Contractualisation laitièreLes banques apprennent à travailler avec la fin des quotas

| par | Terre-net Média

« Pour le moment, nous n'exigeons pas des porteurs de projets la présentation de contrats signés avec des clauses particulières », explique Sébastien Baudelet, responsable du marché de l'agriculture au crédit mutuel Océan.

La restructuration de la production laitière se poursuivra
La restructuration de la production laitière se poursuivra
tout au long des dix prochaines années. (© Terre-net Média)
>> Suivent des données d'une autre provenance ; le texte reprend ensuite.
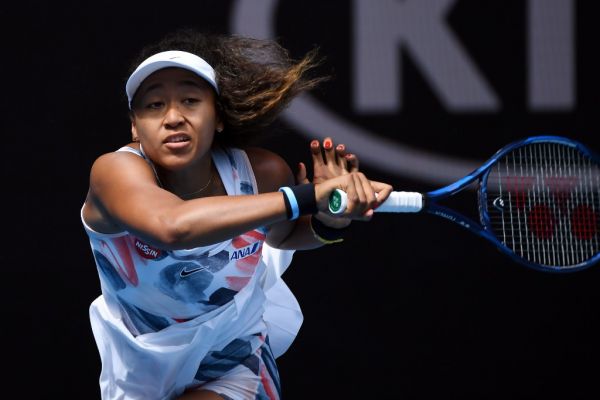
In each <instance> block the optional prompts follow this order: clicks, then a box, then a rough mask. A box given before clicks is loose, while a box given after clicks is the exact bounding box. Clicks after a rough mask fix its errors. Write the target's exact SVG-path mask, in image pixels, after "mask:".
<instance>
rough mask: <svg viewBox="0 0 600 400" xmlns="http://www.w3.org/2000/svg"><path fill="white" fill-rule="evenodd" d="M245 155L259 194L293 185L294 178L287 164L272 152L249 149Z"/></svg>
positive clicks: (290, 170)
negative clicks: (250, 163)
mask: <svg viewBox="0 0 600 400" xmlns="http://www.w3.org/2000/svg"><path fill="white" fill-rule="evenodd" d="M246 154H247V155H248V158H249V160H250V163H251V164H252V170H253V172H254V177H255V178H256V184H257V186H258V192H259V193H267V192H276V191H277V190H279V188H280V187H282V186H291V185H294V176H293V174H292V170H291V169H290V167H289V165H288V164H287V162H286V161H285V160H284V159H283V158H282V157H281V156H279V155H277V154H275V153H273V152H272V151H269V150H265V149H261V148H255V147H254V148H250V149H247V150H246Z"/></svg>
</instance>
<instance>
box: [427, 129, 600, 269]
mask: <svg viewBox="0 0 600 400" xmlns="http://www.w3.org/2000/svg"><path fill="white" fill-rule="evenodd" d="M534 143H557V144H562V145H566V146H570V147H573V148H576V149H577V150H578V151H580V152H581V153H583V154H584V155H586V156H587V157H589V158H590V159H592V160H594V161H595V162H596V163H600V161H599V160H600V158H599V157H598V156H597V155H596V154H595V153H593V152H592V151H590V150H589V149H588V148H587V147H585V146H584V145H583V144H581V143H579V142H577V141H574V140H572V139H569V138H566V137H562V136H532V137H528V138H525V139H522V140H519V141H516V142H513V143H510V144H508V145H506V146H504V147H503V148H502V149H500V150H498V151H497V152H496V153H495V154H494V155H493V156H492V157H490V158H489V159H488V160H487V161H486V162H485V163H483V164H482V165H481V166H480V167H478V168H477V169H475V170H474V171H473V172H471V173H470V174H468V175H465V176H464V177H463V178H461V179H459V180H457V181H456V182H453V183H451V184H449V185H447V186H444V187H442V188H439V189H436V190H433V191H430V192H426V193H424V194H423V199H424V204H423V209H422V210H421V212H427V213H429V214H433V215H436V216H438V217H442V218H445V219H448V220H450V221H452V222H455V223H457V224H458V225H460V226H462V227H463V228H465V229H468V230H469V231H471V232H473V233H475V234H477V235H479V236H481V237H483V238H485V239H487V240H489V241H491V242H492V243H493V244H494V245H496V247H497V248H498V249H499V250H500V251H502V252H503V253H504V254H506V255H507V256H509V257H510V258H511V259H512V260H514V261H515V262H517V263H520V264H523V265H525V266H527V267H530V268H533V269H535V270H538V271H543V272H557V273H566V272H575V271H579V270H581V269H584V268H587V267H590V266H591V265H593V264H595V263H596V262H598V260H600V253H598V254H596V255H595V256H593V257H591V258H590V259H589V260H587V261H585V262H582V263H579V264H575V265H571V266H568V267H565V266H562V267H561V266H549V265H541V264H538V263H534V262H531V261H529V260H526V259H524V258H523V257H520V256H519V255H518V254H516V253H515V252H514V251H513V250H512V249H511V248H510V247H508V246H507V245H505V244H504V243H502V242H501V241H500V240H498V238H497V237H496V235H494V234H493V233H492V224H491V220H490V216H489V214H488V212H487V197H488V196H487V194H488V193H487V180H488V177H489V174H490V172H491V170H492V167H493V166H494V164H496V162H497V161H498V160H499V159H500V158H502V157H504V156H505V155H506V154H508V153H510V152H511V151H513V150H515V149H517V148H519V147H523V146H525V145H529V144H534ZM475 180H479V188H478V194H479V196H478V198H479V199H478V210H479V218H480V222H479V223H477V222H475V221H474V220H472V219H471V218H469V217H467V216H465V215H462V214H461V213H459V212H457V211H454V210H452V209H450V208H447V207H444V206H442V205H440V204H438V202H439V201H440V200H443V199H446V198H449V197H451V196H453V195H454V194H456V193H458V192H459V191H461V190H463V189H464V188H465V187H467V186H468V185H470V184H471V183H473V182H474V181H475Z"/></svg>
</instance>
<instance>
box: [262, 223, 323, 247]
mask: <svg viewBox="0 0 600 400" xmlns="http://www.w3.org/2000/svg"><path fill="white" fill-rule="evenodd" d="M310 218H311V216H310V215H305V216H303V217H300V218H298V219H297V220H296V221H295V224H294V227H293V228H292V230H291V231H290V232H289V233H288V234H287V236H285V237H284V238H283V239H281V240H279V241H276V240H274V239H273V237H274V236H276V235H275V234H273V232H271V234H269V240H268V243H269V245H271V246H273V247H276V248H278V249H283V250H310V249H316V248H318V247H321V246H323V243H322V242H320V241H319V240H317V239H316V238H315V236H314V235H313V232H312V230H311V228H310ZM277 228H278V227H276V226H274V227H273V228H272V229H273V230H275V229H277Z"/></svg>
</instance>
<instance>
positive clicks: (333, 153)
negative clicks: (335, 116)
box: [323, 137, 335, 165]
mask: <svg viewBox="0 0 600 400" xmlns="http://www.w3.org/2000/svg"><path fill="white" fill-rule="evenodd" d="M323 150H324V153H325V162H326V163H327V164H329V165H335V149H334V147H333V140H332V139H331V138H330V137H326V138H325V139H324V140H323Z"/></svg>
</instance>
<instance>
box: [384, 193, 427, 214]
mask: <svg viewBox="0 0 600 400" xmlns="http://www.w3.org/2000/svg"><path fill="white" fill-rule="evenodd" d="M422 209H423V195H422V194H421V193H418V192H392V193H390V196H389V197H388V198H387V199H386V200H385V201H384V202H383V203H381V205H380V206H379V207H377V208H376V209H375V210H374V211H375V212H395V213H408V212H419V211H421V210H422Z"/></svg>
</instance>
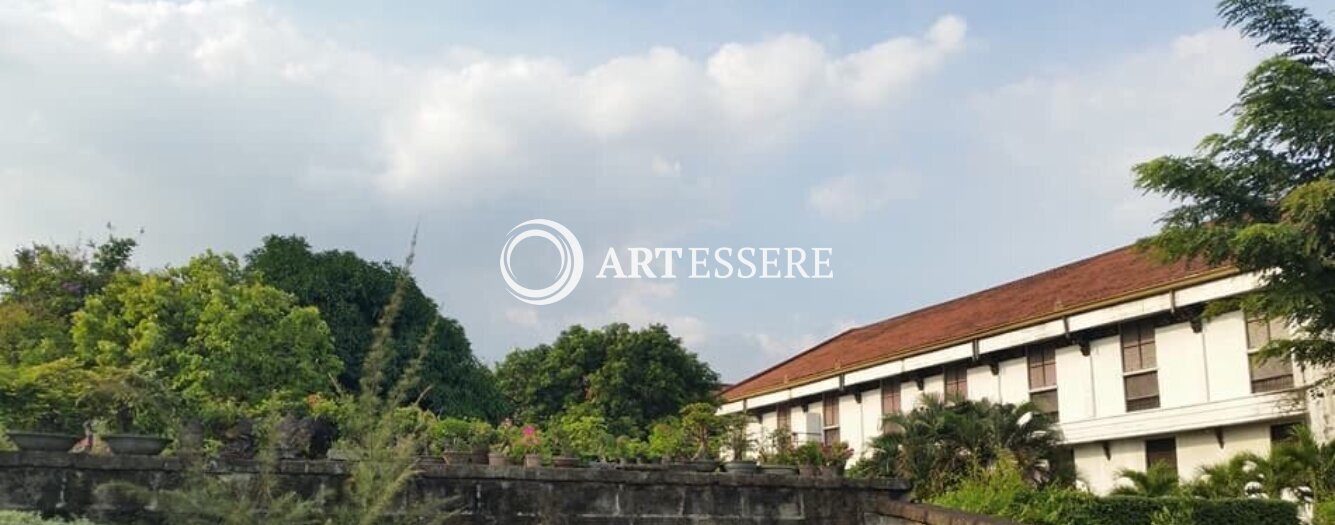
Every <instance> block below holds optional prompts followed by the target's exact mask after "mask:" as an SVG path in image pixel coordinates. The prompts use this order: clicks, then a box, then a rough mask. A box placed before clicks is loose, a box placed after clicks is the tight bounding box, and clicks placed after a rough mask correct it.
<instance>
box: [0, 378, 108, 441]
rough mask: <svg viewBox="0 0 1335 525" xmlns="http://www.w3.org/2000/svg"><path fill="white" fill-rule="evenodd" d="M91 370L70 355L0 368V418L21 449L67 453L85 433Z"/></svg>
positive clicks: (4, 428) (14, 439)
mask: <svg viewBox="0 0 1335 525" xmlns="http://www.w3.org/2000/svg"><path fill="white" fill-rule="evenodd" d="M87 379H88V378H87V373H85V371H84V370H81V369H80V367H79V366H77V363H75V362H73V361H72V359H57V361H52V362H49V363H43V365H36V366H25V367H4V369H0V422H3V423H4V429H5V433H7V434H8V437H9V441H12V442H13V444H15V446H17V448H19V449H20V450H40V452H69V449H72V448H73V446H75V444H77V442H79V440H81V438H84V435H85V434H87V431H85V429H84V425H85V422H87V413H85V410H84V407H83V406H81V405H80V401H81V398H83V397H84V395H85V394H87V391H88V381H87Z"/></svg>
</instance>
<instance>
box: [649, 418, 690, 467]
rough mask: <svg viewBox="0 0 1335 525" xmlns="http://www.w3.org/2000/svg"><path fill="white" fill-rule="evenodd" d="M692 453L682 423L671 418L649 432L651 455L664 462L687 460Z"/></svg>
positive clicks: (653, 456)
mask: <svg viewBox="0 0 1335 525" xmlns="http://www.w3.org/2000/svg"><path fill="white" fill-rule="evenodd" d="M690 453H692V449H690V444H689V442H688V441H686V433H685V431H684V430H682V427H681V421H680V419H677V418H674V417H669V418H663V419H662V421H659V422H657V423H654V425H653V427H651V429H650V430H649V454H650V456H653V457H654V458H658V460H663V461H673V460H685V458H686V457H689V456H690Z"/></svg>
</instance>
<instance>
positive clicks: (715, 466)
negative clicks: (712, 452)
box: [686, 460, 718, 474]
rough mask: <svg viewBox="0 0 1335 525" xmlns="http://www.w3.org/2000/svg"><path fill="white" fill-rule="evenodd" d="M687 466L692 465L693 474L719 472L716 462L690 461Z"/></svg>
mask: <svg viewBox="0 0 1335 525" xmlns="http://www.w3.org/2000/svg"><path fill="white" fill-rule="evenodd" d="M686 465H690V470H692V472H700V473H705V474H708V473H712V472H714V470H718V462H717V461H714V460H690V461H689V462H688V464H686Z"/></svg>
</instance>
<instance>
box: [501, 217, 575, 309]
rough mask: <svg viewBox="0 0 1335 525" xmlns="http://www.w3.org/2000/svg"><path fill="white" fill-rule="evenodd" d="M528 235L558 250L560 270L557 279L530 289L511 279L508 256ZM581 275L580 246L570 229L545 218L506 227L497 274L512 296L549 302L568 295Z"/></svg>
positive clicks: (512, 273) (573, 287) (528, 300)
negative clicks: (507, 228) (566, 295)
mask: <svg viewBox="0 0 1335 525" xmlns="http://www.w3.org/2000/svg"><path fill="white" fill-rule="evenodd" d="M529 238H539V239H547V242H550V243H551V244H553V246H555V247H557V251H559V252H561V269H559V270H558V271H557V279H555V282H553V283H551V285H550V286H547V287H543V289H530V287H526V286H523V285H519V282H518V281H515V277H514V270H513V269H511V266H510V258H511V256H513V255H514V248H515V246H519V243H521V242H523V240H525V239H529ZM581 275H583V248H582V247H579V239H577V238H575V234H573V232H570V228H566V227H565V226H562V224H561V223H558V222H555V220H547V219H533V220H527V222H523V223H521V224H519V226H515V227H513V228H510V234H509V235H507V236H506V240H505V246H503V247H502V248H501V277H502V278H503V279H505V283H506V286H509V287H510V295H514V298H515V299H519V301H523V302H526V303H529V305H538V306H542V305H551V303H554V302H557V301H561V299H565V298H566V295H570V293H571V291H574V290H575V286H577V285H579V277H581Z"/></svg>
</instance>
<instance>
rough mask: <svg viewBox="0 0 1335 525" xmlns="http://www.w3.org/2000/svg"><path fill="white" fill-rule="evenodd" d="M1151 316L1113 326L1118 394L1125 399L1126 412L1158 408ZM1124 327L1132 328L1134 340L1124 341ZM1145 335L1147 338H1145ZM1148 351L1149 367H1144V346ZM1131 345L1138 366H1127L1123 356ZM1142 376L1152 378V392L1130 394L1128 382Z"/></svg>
mask: <svg viewBox="0 0 1335 525" xmlns="http://www.w3.org/2000/svg"><path fill="white" fill-rule="evenodd" d="M1155 329H1156V323H1155V322H1153V319H1143V321H1133V322H1128V323H1121V325H1119V326H1117V339H1119V354H1120V357H1121V397H1123V399H1124V401H1125V407H1127V411H1128V413H1129V411H1140V410H1153V409H1157V407H1160V406H1161V405H1160V401H1161V399H1160V395H1161V394H1163V393H1161V389H1160V387H1159V346H1157V341H1156V337H1155V335H1156V334H1155ZM1128 330H1135V335H1133V337H1135V341H1133V342H1131V343H1128V335H1131V334H1128ZM1147 335H1148V337H1147ZM1147 346H1148V347H1149V351H1151V353H1152V354H1151V355H1152V359H1153V366H1144V363H1145V361H1148V359H1145V354H1147V353H1145V347H1147ZM1132 347H1135V350H1136V361H1137V365H1139V366H1140V367H1137V369H1131V367H1129V366H1131V363H1129V362H1128V359H1127V355H1128V354H1127V350H1131V349H1132ZM1143 377H1152V378H1153V379H1152V381H1153V385H1155V393H1153V395H1139V397H1131V387H1129V386H1131V381H1132V379H1140V378H1143Z"/></svg>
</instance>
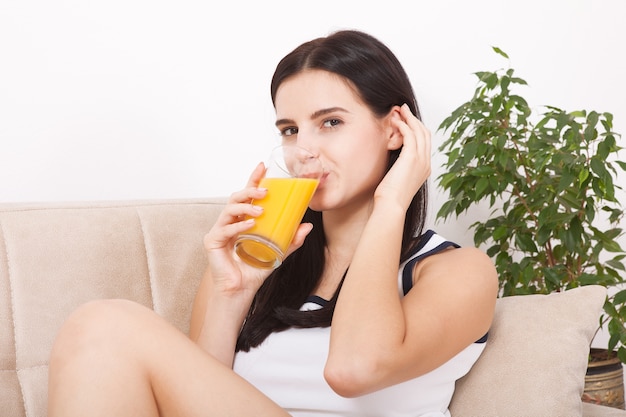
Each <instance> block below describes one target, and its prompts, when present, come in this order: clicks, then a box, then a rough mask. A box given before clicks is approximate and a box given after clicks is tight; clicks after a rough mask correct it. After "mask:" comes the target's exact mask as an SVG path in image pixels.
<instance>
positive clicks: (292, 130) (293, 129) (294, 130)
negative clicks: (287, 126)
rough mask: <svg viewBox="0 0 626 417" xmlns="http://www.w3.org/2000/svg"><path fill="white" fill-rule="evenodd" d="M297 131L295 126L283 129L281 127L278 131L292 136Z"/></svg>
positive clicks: (287, 134)
mask: <svg viewBox="0 0 626 417" xmlns="http://www.w3.org/2000/svg"><path fill="white" fill-rule="evenodd" d="M297 133H298V128H297V127H286V128H284V129H281V131H280V135H281V136H293V135H295V134H297Z"/></svg>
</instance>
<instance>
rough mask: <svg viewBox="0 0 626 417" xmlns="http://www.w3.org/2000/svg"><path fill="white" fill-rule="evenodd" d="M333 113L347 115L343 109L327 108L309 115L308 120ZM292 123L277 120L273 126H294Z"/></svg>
mask: <svg viewBox="0 0 626 417" xmlns="http://www.w3.org/2000/svg"><path fill="white" fill-rule="evenodd" d="M335 112H343V113H349V112H348V110H346V109H344V108H343V107H329V108H327V109H321V110H317V111H316V112H314V113H313V114H311V117H310V119H311V120H315V119H317V118H318V117H321V116H324V115H325V114H329V113H335ZM294 123H295V122H294V121H293V120H292V119H279V120H276V123H275V124H276V126H281V125H286V124H294Z"/></svg>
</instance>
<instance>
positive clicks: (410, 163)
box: [375, 104, 431, 208]
mask: <svg viewBox="0 0 626 417" xmlns="http://www.w3.org/2000/svg"><path fill="white" fill-rule="evenodd" d="M391 123H392V124H393V126H394V127H395V128H396V129H397V130H398V132H396V134H399V135H400V136H401V138H402V150H401V151H400V156H399V157H398V159H397V160H396V162H395V163H394V164H393V166H392V167H391V169H390V170H389V172H387V174H386V175H385V177H384V178H383V180H382V181H381V182H380V184H379V185H378V187H377V188H376V192H375V198H376V199H380V198H383V199H393V200H395V201H397V202H399V203H400V204H402V206H403V207H405V208H408V206H409V204H410V203H411V200H412V199H413V196H414V195H415V193H417V191H418V190H419V188H420V187H421V186H422V185H423V184H424V183H425V182H426V181H427V180H428V177H429V176H430V173H431V154H430V152H431V135H430V131H429V130H428V129H427V128H426V126H424V124H423V123H422V122H421V121H420V120H419V119H418V118H417V117H415V115H413V113H411V110H410V109H409V106H407V105H406V104H404V105H403V106H401V107H399V108H396V109H395V110H394V114H392V115H391Z"/></svg>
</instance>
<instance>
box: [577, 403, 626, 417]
mask: <svg viewBox="0 0 626 417" xmlns="http://www.w3.org/2000/svg"><path fill="white" fill-rule="evenodd" d="M583 417H626V410H620V409H617V408H612V407H605V406H603V405H597V404H589V403H583Z"/></svg>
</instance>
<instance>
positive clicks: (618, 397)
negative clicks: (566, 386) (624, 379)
mask: <svg viewBox="0 0 626 417" xmlns="http://www.w3.org/2000/svg"><path fill="white" fill-rule="evenodd" d="M582 400H583V401H584V402H587V403H592V404H600V405H604V406H607V407H613V408H619V409H620V410H623V409H624V368H623V366H622V363H621V362H620V360H619V359H618V358H617V355H615V353H613V352H611V355H609V352H608V350H606V349H598V348H591V350H590V352H589V364H588V366H587V375H585V389H584V392H583V396H582Z"/></svg>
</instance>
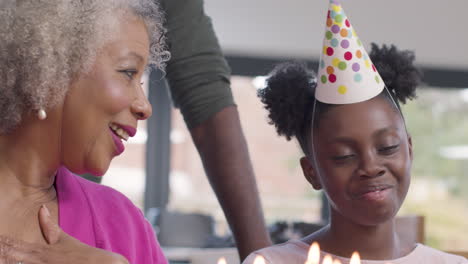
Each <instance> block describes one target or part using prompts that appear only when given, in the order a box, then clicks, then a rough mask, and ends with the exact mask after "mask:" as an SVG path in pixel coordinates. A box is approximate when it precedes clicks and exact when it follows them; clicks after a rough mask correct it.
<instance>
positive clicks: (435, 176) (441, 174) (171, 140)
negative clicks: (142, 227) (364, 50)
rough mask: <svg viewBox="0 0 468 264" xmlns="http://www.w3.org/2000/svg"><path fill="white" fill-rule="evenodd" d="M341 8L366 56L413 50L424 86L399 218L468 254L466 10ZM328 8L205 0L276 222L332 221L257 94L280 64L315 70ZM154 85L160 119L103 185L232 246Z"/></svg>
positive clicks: (386, 5) (139, 140)
mask: <svg viewBox="0 0 468 264" xmlns="http://www.w3.org/2000/svg"><path fill="white" fill-rule="evenodd" d="M187 1H189V0H187ZM341 2H342V4H343V6H344V9H345V12H346V13H347V15H348V17H349V19H350V21H351V23H352V24H353V26H354V28H355V29H356V31H357V34H358V35H359V36H360V38H361V39H362V40H364V41H363V42H364V45H365V46H366V47H368V46H369V44H370V43H371V42H376V43H379V44H382V43H388V44H395V45H397V46H398V47H399V48H400V49H409V50H413V51H415V52H416V57H417V64H418V65H419V66H421V68H422V69H423V71H424V74H425V77H424V82H425V83H424V85H423V86H422V87H420V89H419V91H418V98H417V100H415V101H413V102H410V103H408V104H407V105H406V106H405V107H404V108H403V111H404V114H405V116H406V119H407V124H408V127H409V131H410V133H411V134H412V137H413V144H414V156H415V160H414V163H413V173H412V185H411V188H410V191H409V195H408V197H407V199H406V201H405V203H404V205H403V208H402V209H401V211H400V214H401V215H408V214H416V215H422V216H424V218H425V236H426V243H427V244H428V245H430V246H432V247H435V248H438V249H442V250H451V251H468V220H467V219H468V192H467V190H468V50H467V48H468V30H467V28H466V18H465V17H466V10H468V1H466V0H448V1H435V0H434V1H431V0H429V1H428V0H425V1H422V0H413V1H407V0H392V1H371V0H342V1H341ZM327 6H328V1H326V0H320V1H318V0H291V1H279V0H256V1H251V0H236V1H230V0H205V11H206V13H207V14H208V15H209V16H211V17H212V19H213V24H214V27H215V29H216V32H217V35H218V38H219V40H220V43H221V45H222V47H223V50H224V52H225V55H226V57H227V59H228V62H229V64H230V66H231V68H232V74H233V77H232V80H231V82H232V91H233V94H234V97H235V100H236V103H237V105H238V110H239V112H240V117H241V123H242V125H243V129H244V133H245V136H246V138H247V142H248V145H249V149H250V154H251V159H252V162H253V166H254V170H255V174H256V177H257V183H258V186H259V189H260V195H261V199H262V203H263V208H264V214H265V217H266V220H267V222H268V223H269V224H274V223H278V221H286V222H287V223H292V222H306V223H318V222H321V221H322V220H323V219H326V215H324V214H326V212H322V208H324V207H323V205H324V202H326V201H323V199H322V195H321V193H320V192H316V191H314V190H313V189H312V188H311V187H310V186H309V184H308V183H307V182H306V181H305V179H304V177H303V176H302V172H301V169H300V166H299V158H300V157H301V152H300V149H299V147H298V146H297V144H296V143H295V142H293V141H291V142H287V141H286V140H285V139H284V138H280V137H278V136H277V135H276V133H275V130H274V128H273V127H272V126H270V125H268V124H267V119H266V111H265V110H264V109H263V108H262V106H261V104H260V102H259V100H258V98H257V97H256V91H257V89H261V88H262V87H263V82H264V80H265V76H266V75H267V74H268V72H269V71H270V70H271V69H272V68H273V66H274V65H275V64H277V63H279V62H281V61H286V60H300V61H305V62H307V63H308V64H309V65H310V67H311V69H313V70H316V69H317V65H318V64H317V61H318V60H319V54H320V52H321V47H322V41H323V35H324V24H325V16H326V12H327ZM150 79H151V80H150V81H148V82H146V84H149V86H158V89H156V88H154V87H152V88H150V89H149V95H148V96H149V98H150V100H151V102H152V104H153V108H154V109H153V113H154V115H153V117H152V118H151V119H150V120H149V121H148V122H147V123H146V124H144V125H143V126H142V127H141V128H140V129H139V131H138V134H137V136H136V137H135V138H133V139H131V140H130V142H129V144H127V151H126V152H125V153H124V154H123V155H122V156H120V157H118V158H116V160H115V161H114V162H113V163H112V166H111V168H110V170H109V171H108V173H107V174H106V175H105V177H104V179H103V183H104V184H106V185H109V186H112V187H114V188H116V189H118V190H119V191H121V192H122V193H124V194H125V195H127V196H129V197H130V198H131V199H132V201H133V202H135V203H136V204H137V205H138V206H139V207H140V208H142V209H143V210H144V211H145V212H146V214H147V216H148V217H149V218H150V219H153V220H154V221H156V220H157V219H159V218H160V217H161V210H159V209H165V210H167V211H171V212H177V213H181V214H188V213H200V214H203V215H208V216H209V218H210V219H212V223H213V228H214V230H213V232H214V234H216V235H217V236H219V237H223V236H228V235H229V228H228V226H227V224H226V222H225V219H224V215H223V213H222V210H221V208H220V206H219V204H218V202H217V200H216V197H215V195H214V193H213V191H212V190H211V188H210V186H209V183H208V181H207V177H206V176H205V175H204V170H203V167H202V164H201V161H200V158H199V156H198V153H197V151H196V149H195V147H194V145H193V143H192V140H191V137H190V134H189V132H188V130H187V128H186V127H185V123H184V122H183V118H182V116H181V115H180V113H179V111H178V110H177V109H174V108H173V107H172V106H171V102H170V99H169V95H168V93H167V89H162V88H160V87H163V88H164V86H165V82H164V80H161V77H160V76H159V75H158V74H152V76H151V78H150ZM166 88H167V87H166ZM146 128H147V129H146ZM285 183H287V184H285ZM151 208H159V209H157V210H154V209H153V210H151ZM158 217H159V218H158ZM155 219H156V220H155ZM210 221H211V220H210ZM160 239H161V238H160Z"/></svg>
Selon Sébastien Baudelet, responsable du marché de l’agriculture au crédit mutuel Océan, la contractualisation est comme pour les quotas l’assurance d’un débouché. Et pour les projets à financer d’ici 2015 et après, ce sont les références actuelles qui sont prises en compte car personne ne peut savoir dans quelle mesure de nouvelles allocations seront attribuées.
Mais pas de panique. Même si certains industriels font pression pour regrouper la production, ils auront dans tous les cas besoin de lait pour faire fonctionner leurs usines. Par ailleurs des décisions politiques et professionnelles pourront limiter les concentrations.
Enfin, les enjeux environnementaux réduiront la course à l’agrandissement.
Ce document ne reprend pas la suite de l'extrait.